Suspicious smells. Speaking of ridiculous, I have a constant underlying worry that my car has sprung a fuel or oil leak. On the M3 the other day I had to pull over on the hard shoulder as I could smell a really strong fumey whiff. (Hard shoulders, by the way, are disgusting. There were actual poos glittering in the morning light and littered with broken glass. Ugh.) Upon closer inspection, the car seemed fine. It dawned on me that it was actually my perfume. The moral of this story? Don’t wear too much perfume in the car and DEFINITELY avoid the hard shoulder unless you have a strong stomach.
Blind-spot bind. I now know not to wear scarves in the car, no matter how cold it is. There is a very real risk that you could get your earring caught in your neckwear when checking your blind spot, forcing you to complete the rest of the journey with your head at a very weird angle. You have been warned.
Debris danger. Nowadays I try to keep my car (relatively) clean of detritus.
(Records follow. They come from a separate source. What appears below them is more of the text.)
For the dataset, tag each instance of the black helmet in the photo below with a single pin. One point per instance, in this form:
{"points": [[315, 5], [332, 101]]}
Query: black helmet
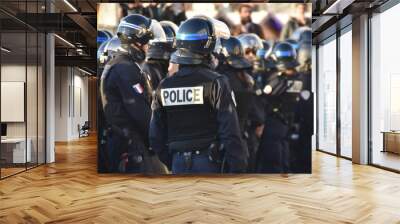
{"points": [[103, 36], [135, 28], [250, 42], [162, 49], [101, 58], [196, 38], [170, 30], [302, 34], [231, 51], [111, 48], [263, 57], [304, 56], [294, 43], [285, 56]]}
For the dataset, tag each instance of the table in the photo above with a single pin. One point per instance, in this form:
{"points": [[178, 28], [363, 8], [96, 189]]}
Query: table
{"points": [[391, 141], [13, 150]]}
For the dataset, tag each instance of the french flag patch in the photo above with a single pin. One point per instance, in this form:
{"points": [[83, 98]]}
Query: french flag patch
{"points": [[138, 88]]}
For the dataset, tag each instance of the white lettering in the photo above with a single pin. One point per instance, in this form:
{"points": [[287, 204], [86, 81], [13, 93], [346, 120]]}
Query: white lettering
{"points": [[182, 96]]}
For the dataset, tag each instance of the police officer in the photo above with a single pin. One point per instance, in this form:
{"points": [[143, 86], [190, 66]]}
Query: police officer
{"points": [[194, 115], [125, 92], [254, 126], [159, 52], [103, 36], [234, 66], [301, 154], [302, 34], [285, 92], [264, 65]]}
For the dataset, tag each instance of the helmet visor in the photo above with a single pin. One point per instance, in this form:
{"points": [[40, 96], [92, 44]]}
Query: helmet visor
{"points": [[158, 32]]}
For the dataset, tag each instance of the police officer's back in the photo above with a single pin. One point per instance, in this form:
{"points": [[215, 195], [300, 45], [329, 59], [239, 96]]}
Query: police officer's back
{"points": [[194, 116], [125, 97], [159, 53], [284, 91]]}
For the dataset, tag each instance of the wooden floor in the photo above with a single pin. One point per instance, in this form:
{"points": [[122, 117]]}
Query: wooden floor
{"points": [[71, 191]]}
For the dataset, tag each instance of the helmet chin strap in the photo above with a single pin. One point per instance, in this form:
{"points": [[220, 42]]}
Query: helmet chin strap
{"points": [[134, 51]]}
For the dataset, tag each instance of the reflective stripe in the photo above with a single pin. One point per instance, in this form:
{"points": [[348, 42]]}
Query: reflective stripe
{"points": [[101, 39], [193, 36], [133, 26], [284, 54]]}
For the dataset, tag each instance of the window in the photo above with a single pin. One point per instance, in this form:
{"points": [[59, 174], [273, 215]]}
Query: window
{"points": [[346, 93], [327, 96], [385, 89]]}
I had a narrow escape once with a Diet Coke can preventing some fairly important braking, plus a bursting balloon in the back once forced me to mount the curb and my brother once “lost” an eel in the car following an eventful fishing trip. Not only do you not want to spend every journey terrified that something might pop up and give you a nip, but it also avoids embarrassment (and unwanted whiffs) when someone else gets in.
Assist the authorities. I used to always keep post-its and pens in my car to note down the car details of absolutely ridiculous drivers (we’re talking maniacs almost knocking over grannies, not innocent topiary destroyers). Sadly my husband and close friends now refuse to assist in this important vigilante act so I am pondering GoPro video headgear like those motorcyclists have. Watch out, local white van man.
Tailgating trauma. I absolutely despise tailgaters. They deserve to have their Christmas cancelled forever. Therefore, I am designing my own rear window sticker:
(It was, originally, ‘stay 2 seconds back or you’ll break your crack!‘ but sadly this injury couldn’t be guaranteed.)
My other plans to deter tailgaters are to exercise my use of the fog light, and to passively-aggressively tilt my window washers to aim at the car behind. (It works, but it does mean the rank bird poo stays firmly on my windscreen until the next rain storm.)
I, for one, cannot wait until driverless cars. It will reduce a whole heap of palava. Please hurry up, Google, and bring them out. My earrings, my boss and my fellow passengers will truly thank you for it.